Using solely synthetic BIM data for the training, validation, and testing of the model in experiment #1, its testing accuracy stood at 70.62%, and this segmented LSF frame can be seen in Figure 7a. This demonstrates the model’s ability to learn and adapt to the patterns and features inherent in the synthetic BIM data. The consistency and similarity observed within the synthetic BIM dataset showed little discrepancies or inconsistencies, ensuring that the synthetic BIM dataset remains a reliable resource for training. In addition, it also shows potential in other applications of BIM in the AEC industry, including construction coordination [38], planning [39], and decision making [40], especially in cases where there is a lack of information regarding structural elements.

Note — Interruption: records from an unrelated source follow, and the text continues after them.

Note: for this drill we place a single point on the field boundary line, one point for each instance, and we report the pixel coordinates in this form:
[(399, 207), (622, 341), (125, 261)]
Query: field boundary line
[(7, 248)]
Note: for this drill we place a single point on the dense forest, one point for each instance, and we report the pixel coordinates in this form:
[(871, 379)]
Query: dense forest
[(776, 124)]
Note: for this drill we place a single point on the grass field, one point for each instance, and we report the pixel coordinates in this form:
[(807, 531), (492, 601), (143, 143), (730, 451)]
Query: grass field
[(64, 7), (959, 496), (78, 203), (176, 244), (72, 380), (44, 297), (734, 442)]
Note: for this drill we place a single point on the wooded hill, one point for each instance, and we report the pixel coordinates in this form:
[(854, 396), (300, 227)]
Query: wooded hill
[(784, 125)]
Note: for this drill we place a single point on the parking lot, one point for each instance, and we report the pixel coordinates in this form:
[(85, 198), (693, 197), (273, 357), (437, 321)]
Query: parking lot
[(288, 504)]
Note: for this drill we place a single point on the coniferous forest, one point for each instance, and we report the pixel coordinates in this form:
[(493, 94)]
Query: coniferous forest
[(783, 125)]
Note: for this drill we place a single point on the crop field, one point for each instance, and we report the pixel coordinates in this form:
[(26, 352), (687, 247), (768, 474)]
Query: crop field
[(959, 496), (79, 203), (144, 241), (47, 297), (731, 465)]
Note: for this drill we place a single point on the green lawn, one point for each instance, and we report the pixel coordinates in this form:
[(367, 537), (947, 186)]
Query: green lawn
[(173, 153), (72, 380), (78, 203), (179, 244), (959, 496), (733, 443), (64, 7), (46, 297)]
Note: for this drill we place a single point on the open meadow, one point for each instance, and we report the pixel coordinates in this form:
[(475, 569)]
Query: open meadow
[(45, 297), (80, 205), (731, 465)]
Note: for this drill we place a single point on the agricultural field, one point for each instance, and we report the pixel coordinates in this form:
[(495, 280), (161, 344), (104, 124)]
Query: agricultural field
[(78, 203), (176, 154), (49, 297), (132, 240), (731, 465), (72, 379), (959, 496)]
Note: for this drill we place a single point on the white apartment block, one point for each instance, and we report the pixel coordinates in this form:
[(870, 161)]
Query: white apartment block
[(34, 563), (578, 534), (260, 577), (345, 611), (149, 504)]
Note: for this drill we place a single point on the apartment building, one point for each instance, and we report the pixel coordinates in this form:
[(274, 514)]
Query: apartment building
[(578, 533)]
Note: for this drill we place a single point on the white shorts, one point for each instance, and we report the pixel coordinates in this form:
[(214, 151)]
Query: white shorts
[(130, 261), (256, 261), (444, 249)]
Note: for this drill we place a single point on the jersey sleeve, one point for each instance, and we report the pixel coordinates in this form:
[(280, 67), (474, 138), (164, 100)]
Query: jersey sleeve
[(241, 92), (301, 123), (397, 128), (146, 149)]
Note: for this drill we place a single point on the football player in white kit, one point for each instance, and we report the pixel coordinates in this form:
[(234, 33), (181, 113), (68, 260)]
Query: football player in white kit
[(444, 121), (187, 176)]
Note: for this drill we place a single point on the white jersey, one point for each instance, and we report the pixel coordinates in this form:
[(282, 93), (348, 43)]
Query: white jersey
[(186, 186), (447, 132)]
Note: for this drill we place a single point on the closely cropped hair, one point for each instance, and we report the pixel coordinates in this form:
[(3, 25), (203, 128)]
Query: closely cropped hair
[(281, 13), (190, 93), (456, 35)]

Meanwhile, in experiment #2, we leveraged the synthetic data’s advantages of ease of generation and controlled environments to train our model and segment unseen actual as-built mixed-reality-captured data. As the training data were fully synthetic, there is a disparity between the characteristics of the training and testing dataset. As such, the model’s tested accuracy averages 7.60%, showing the lack of complexities inherent in the as-built data. An example of its segmented LSF frames can be found in Figure 7b. This clearly showed that the model failed to adapt to real-world applications with solely synthetic data. Nevertheless, this does not imply that synthetic data lack the capability to predict actual as-built data; it is simply that the divergence between both datasets, whether the lack of noise in the synthetic dataset or the differences in density and distribution of the point cloud dataset, led to poor model performance.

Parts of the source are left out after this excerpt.